A High-Voltage Brazilian Dividend

10/26/2010 11:52 am EST

Focus: GLOBAL

Carla Pasternak

Editor, The Income Investor

Fast-growing utility CEMIG bolsters its solid cash payout with extra stock that should rise in value as Brazil prospers, writes Carla Pasternak in High-Yield International.

Energy Company of Minas Gerais (NYSE: CIG), aka CEMIG, is one of the largest electric utilities in Brazil with approximately 6.2 million consumers in Minas Gerais, the country's second most populous state. CEMIG sells power in one of the world's fastest growing economies. In fact, Brazil grew an astounding 9% in the first quarter of 2010 and 8.8% in the second quarter, compared with 1.6% growth in the US.

CEMIG's stock tends to mimic the general direction of the Brazilian stock market, albeit less volatile on the upside and downside.

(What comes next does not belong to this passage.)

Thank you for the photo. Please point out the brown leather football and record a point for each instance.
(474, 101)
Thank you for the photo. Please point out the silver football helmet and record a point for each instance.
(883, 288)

And the Brazilian market has been on fire. The iShares MSCI Brazil Index (NYSE: EWZ) has returned a remarkable 20% average annual return over the past 10 years and 25% per year over the past five.

CEMIG has a dividend policy of paying out at least 50% of net income. In addition, for the past few years the company has also paid a stock dividend or done a share split. Management typically pays two cash dividends per year, in mid-year and in December. The dividend paid in July totaled $0.38 per ADR and the company has declared the December dividend, which is estimated (depending on currency) to be $0.39 per ADR. The $0.77 in dividends paid in 2010 translates to a solid 4% yield at a share price of $17.92. Including the $1.59 stock dividend, the trailing yield is 13% ($2.37/$17.92). There is no withholding tax on dividends. Payments are made in Brazilian reals and converted to US dollars, so are subject to fluctuations with currency values.

The 10% stock dividend paid in May is a huge benefit in several ways. First, investors are not taxed when the dividend is received. But they have the choice to turn it into a cash dividend by selling the shares. If investors choose to hold the additional shares, they will be entitled to 10% more of future dividends. And since CIG shares are higher now than on the record date (May 4), investors can enjoy a more than 10% increase in the value of the position.

In the second quarter, CEMIG sold 12.5% more electricity than last year's quarter, as industry sales grew 9% in the strong economic recovery. However, net revenue was flat at R$2.95 billion because of higher cost for purchased energy, higher material costs and increased depreciation expenses. Net income decreased 13% primarily because of a 59% increase in the cost of financing, as money borrowed to fund expansions has not yet been offset because accretion from the expansions has not yet been fully realized.

CEMIG is in the process of aggressively expanding to meet the ever-rising energy needs of a rapidly growing economy. In the second quarter alone, the company made three acquisitions of energy transmission companies. These acquisitions will give CEMIG 57% more capacity in energy transmission than it had in 2008. Analysts' consensus estimates are for the company to grow earnings by an average of 7.5% over the next five years.

CEMIG pays a solid yield and offers stronger capital appreciation potential than most utilities.